PEKANBARU — Cuaca panas yang masih melanda Kota Pekanbaru membuat potensi kebakaran lahan meningkat. Pemerintah Kota (Pemko) Pekanbaru pun mengambil langkah antisipasi agar kejadian serupa tidak meluas.
Wakil Walikota Pekanbaru, Markarius Anwar, mengimbau masyarakat untuk tidak membuka lahan dengan cara membakar. Ia juga mengingatkan agar warga tidak membakar sampah sembarangan, terutama di lahan kosong, karena dapat memicu kebakaran.
"Kami mengimbau warga agar tidak membakar lahan maupun sampah sembarangan, apalagi di tengah cuaca panas seperti sekarang," tegas Markarius.
Lebih lanjut, Markarius menyebut pihaknya telah menginstruksikan BPBD Kota Pekanbaru untuk tetap siaga menghadapi potensi kebakaran lahan. Petugas diminta meningkatkan koordinasi dengan relawan penanggulangan kebakaran di setiap kelurahan agar penanganan bisa dilakukan lebih cepat.
"Koordinasi di lapangan sangat penting agar api tidak meluas ketika kebakaran terjadi," ujarnya.
Data dari BPBD Kota Pekanbaru mencatat, sepanjang Januari hingga Oktober 2025 telah terjadi 85 kasus kebakaran lahan, meningkat dibanding tahun 2024 yang hanya mencatat 70 kejadian.
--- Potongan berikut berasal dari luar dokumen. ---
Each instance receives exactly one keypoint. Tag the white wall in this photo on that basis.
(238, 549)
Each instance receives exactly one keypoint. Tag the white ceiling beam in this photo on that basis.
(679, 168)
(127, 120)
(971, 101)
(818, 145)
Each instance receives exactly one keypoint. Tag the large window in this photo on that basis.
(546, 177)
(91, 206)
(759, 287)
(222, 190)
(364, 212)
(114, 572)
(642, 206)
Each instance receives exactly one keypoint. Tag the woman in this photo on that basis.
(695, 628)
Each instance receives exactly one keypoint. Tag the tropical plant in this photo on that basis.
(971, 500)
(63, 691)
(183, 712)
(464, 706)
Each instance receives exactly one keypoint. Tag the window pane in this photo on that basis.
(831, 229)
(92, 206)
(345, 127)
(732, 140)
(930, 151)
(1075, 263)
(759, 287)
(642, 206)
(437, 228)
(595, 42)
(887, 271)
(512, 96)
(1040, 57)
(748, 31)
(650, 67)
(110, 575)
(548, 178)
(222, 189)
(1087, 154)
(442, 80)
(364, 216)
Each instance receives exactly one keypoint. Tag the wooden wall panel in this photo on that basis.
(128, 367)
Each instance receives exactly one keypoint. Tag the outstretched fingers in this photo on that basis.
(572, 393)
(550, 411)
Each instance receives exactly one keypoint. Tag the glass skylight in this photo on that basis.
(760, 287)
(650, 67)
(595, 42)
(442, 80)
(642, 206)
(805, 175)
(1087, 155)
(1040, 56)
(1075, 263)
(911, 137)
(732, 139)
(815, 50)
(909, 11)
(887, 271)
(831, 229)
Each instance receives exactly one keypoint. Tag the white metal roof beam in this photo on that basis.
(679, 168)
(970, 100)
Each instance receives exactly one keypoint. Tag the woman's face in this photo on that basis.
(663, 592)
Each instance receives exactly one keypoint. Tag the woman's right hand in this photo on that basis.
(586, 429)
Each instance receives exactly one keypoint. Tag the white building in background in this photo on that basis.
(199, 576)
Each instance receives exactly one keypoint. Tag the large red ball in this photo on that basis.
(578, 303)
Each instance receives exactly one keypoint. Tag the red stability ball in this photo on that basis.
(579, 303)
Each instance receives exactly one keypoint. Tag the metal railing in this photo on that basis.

Artinya, terdapat peningkatan sekitar 15 kasus dalam setahun terakhir.
Menanggapi hal itu, Markarius meminta tim di lapangan untuk terus melakukan patroli rutin di wilayah yang rawan kebakaran atau terpantau memiliki titik api. Ia juga mengajak masyarakat ikut berperan aktif dalam upaya pencegahan.
"Warga bisa melakukan pemadaman awal jika mendapati adanya titik api kecil di sekitar lingkungan mereka. Tindakan cepat bisa mencegah kebakaran meluas," tutupnya.(adv)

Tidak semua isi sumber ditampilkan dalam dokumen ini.